Agnes Timme, geb. Fiebig, wurde am 10. Januar 1912 in Winsen an der Aller im Landkreis Celle geboren. Ihr Vater war Landarbeiter und ihre Mutter war Hausfrau. Agnes heiratete ihren Ehemann Wilhelm Timme am 25. Mai 1933. Ihr erstes gemeinsames Kind war bereits am 1. April 1933 geboren. Aufgrund bescheidener Verhältnisse lebte das Paar zunächst noch getrennt. Am 7. April 1934 gebar Agnes die zweite Tochter. Nach der Geburt zog die kleine Familie nach Hermannsburg. Das dritte Kind, ein Sohn, wurde am 25. Februar 1936 geboren. Schließlich kam eineinhalb Jahre später, im Juli 1937, das vierte Kind zur Welt. Mit dieser Geburt erkrankte Agnes an einer Psychose.
Bei der Taufe ihrer jüngsten Tochter, drei Wochen nach der Geburt, war sie bereits Patientin im Krankenhaus Celle. Von dort wurde sie mit der Diagnose »Pfropfschizophrenie« in die Heil- und Pflegeanstalt Lüneburg überwiesen. Die Aufnahme stellte ihren Ehemann Wilhelm, der bei den Rheinmetall Borsig Werken in Unterlüss in der Rüstungsindustrie arbeitete, vor die Situation, sich neben seiner Arbeit allein um vier Kleinkinder kümmern zu müssen, darunter ein Neugeborenes. Er wusste sich wohl nicht anders zu helfen, als alle vier Kinder wegzugeben. Eine Tochter kam für drei Jahre zu einer Tante nach Hamburg. Die anderen drei Kinder kamen in ein Heim der Nationalsozialistischen Volkswohlfahrt. Am 2. April 1940 kam auch die Tochter in Hamburg in das Celler Kinderheim der Volkswohlfahrt, sodass die Kinder wieder vereint waren.
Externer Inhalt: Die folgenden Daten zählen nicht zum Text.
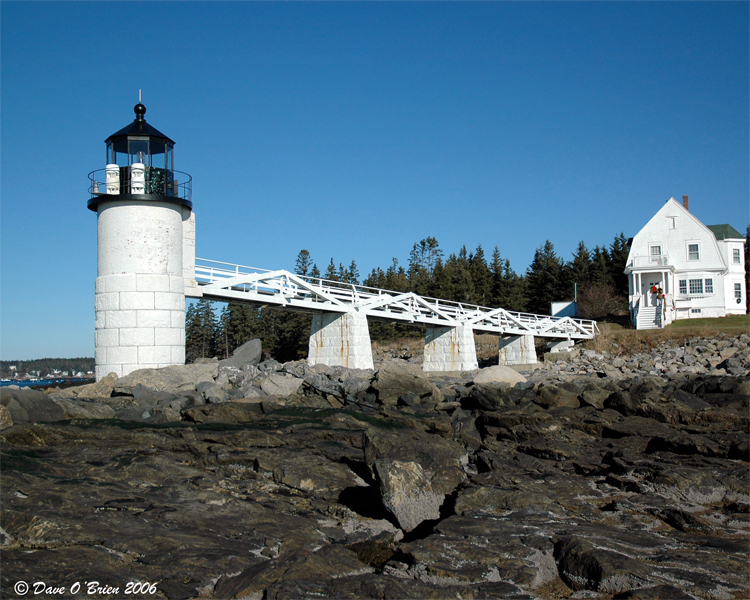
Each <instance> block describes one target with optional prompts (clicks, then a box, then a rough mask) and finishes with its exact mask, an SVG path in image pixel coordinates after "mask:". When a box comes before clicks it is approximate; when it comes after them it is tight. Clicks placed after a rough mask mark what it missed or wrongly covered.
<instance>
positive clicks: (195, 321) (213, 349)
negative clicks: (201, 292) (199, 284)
mask: <svg viewBox="0 0 750 600" xmlns="http://www.w3.org/2000/svg"><path fill="white" fill-rule="evenodd" d="M217 334H218V325H217V322H216V316H215V314H214V310H213V306H212V303H211V302H210V301H209V300H204V299H201V300H199V301H198V302H197V303H196V304H194V305H193V304H191V305H190V306H189V307H188V309H187V313H186V315H185V358H186V360H187V362H195V360H196V359H198V358H212V357H214V356H216V354H217V350H218V335H217Z"/></svg>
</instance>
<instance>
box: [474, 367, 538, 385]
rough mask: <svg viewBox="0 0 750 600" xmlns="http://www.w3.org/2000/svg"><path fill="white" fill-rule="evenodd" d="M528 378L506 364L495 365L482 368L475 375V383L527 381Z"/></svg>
mask: <svg viewBox="0 0 750 600" xmlns="http://www.w3.org/2000/svg"><path fill="white" fill-rule="evenodd" d="M525 382H526V378H525V377H524V376H523V375H521V374H520V373H519V372H518V371H514V370H513V369H511V368H510V367H506V366H505V365H495V366H493V367H486V368H484V369H480V370H479V373H477V374H476V375H475V376H474V383H475V384H476V383H509V384H511V385H515V384H516V383H525Z"/></svg>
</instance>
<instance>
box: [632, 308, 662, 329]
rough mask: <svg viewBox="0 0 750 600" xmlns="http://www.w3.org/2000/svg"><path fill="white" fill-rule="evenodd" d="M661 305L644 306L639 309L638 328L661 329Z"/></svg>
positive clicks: (640, 328)
mask: <svg viewBox="0 0 750 600" xmlns="http://www.w3.org/2000/svg"><path fill="white" fill-rule="evenodd" d="M658 311H659V307H657V306H642V307H641V308H640V309H639V310H638V324H637V325H636V329H661V319H660V318H659V317H660V315H659V312H658Z"/></svg>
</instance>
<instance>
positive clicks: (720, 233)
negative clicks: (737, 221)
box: [707, 224, 745, 240]
mask: <svg viewBox="0 0 750 600" xmlns="http://www.w3.org/2000/svg"><path fill="white" fill-rule="evenodd" d="M707 227H708V228H709V229H710V230H711V231H712V232H713V234H714V235H715V236H716V239H717V240H727V239H731V240H744V239H745V236H744V235H742V234H741V233H740V232H739V231H737V230H736V229H735V228H734V227H732V226H731V225H727V224H724V225H708V226H707Z"/></svg>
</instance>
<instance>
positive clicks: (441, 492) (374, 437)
mask: <svg viewBox="0 0 750 600" xmlns="http://www.w3.org/2000/svg"><path fill="white" fill-rule="evenodd" d="M363 443H364V451H365V463H366V464H367V466H368V467H369V469H370V472H371V475H372V477H373V479H375V480H376V481H377V482H378V491H379V493H380V498H381V501H382V503H383V506H384V507H385V508H386V509H387V510H388V511H389V512H390V513H391V514H392V515H393V516H394V517H395V518H396V519H397V520H398V522H399V524H400V525H401V527H402V528H404V529H405V530H407V531H411V530H412V529H414V528H415V527H416V526H417V525H419V523H421V522H422V521H424V520H431V519H437V518H438V517H439V509H440V506H441V505H442V504H443V502H444V501H445V497H446V496H447V495H448V494H451V493H452V492H453V490H454V489H455V488H456V487H457V486H458V485H459V484H460V483H461V482H462V481H463V480H464V479H465V474H464V470H463V463H464V461H465V459H466V451H465V450H464V448H463V447H462V446H461V445H459V444H457V443H456V442H452V441H448V440H446V439H444V438H442V437H438V436H435V435H430V434H425V433H421V432H418V431H412V430H403V431H401V432H399V433H387V432H384V431H378V430H373V429H370V430H367V431H365V433H364V439H363Z"/></svg>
Die Kinder blieben über ein Jahr im Heim und waren auch dort, als ihre Mutter Agnes am 30. April 1941 in die Zwischenanstalt Herborn und von dort am 16. Juni 1941 in die Tötungsanstalt Hadamar verlegt und ermordet wurde. Im August 1941 kam eine der Töchter in eine Pflegefamilie. Nach drei Tagen brachten die Pflegeeltern sie wieder ins Heim zurück, um sie gegen ihre kräftigere und somit tüchtigere Schwester zu tauschen. Die Nachbarn der Pflegefamilie fanden das Verhalten der Pflegeeltern herzlos und holten das angeblich schwächere Kind einen Tag später aus dem Heim zu sich, sodass die beiden Schwestern fortan als Nachbarinnen groß wurden. Die anderen beiden Geschwister wurden auf zwei weitere Pflegefamilien verteilt. Die Trennung der Kinder führte später zu einem Zerwürfnis mit dem Vater. Das jüngste Kind von Agnes sei später diejenige gewesen, die ihrem Vater die größten Vorwürfe gemacht habe, auch weil sie sich an der Erkrankung ihrer Mutter mitschuldig fühlte.
Agnes Fiebig, ca. 1929.
Privatbesitz Sabine Röhrs.
Verlegungsmitteilung Agnes Timme von 1941. Das Datum der Verlegungsmitteilung aus der Anstalt Herborn ist in Wirklichkeit das Sterbedatum des »T4«-Opfers Agnes Timme in der Tötungsanstalt Hadamar. Den Angehörigen wurde suggeriert, es handle sich um eine kriegsbedingte Verlegung an einen unbekannten Ort, angeordnet durch den Reichsverteidigungskommissar. Man bat die Angehörigen, von weiteren Nachfragen abzusehen. Dies sollte die Tötung verschleiern.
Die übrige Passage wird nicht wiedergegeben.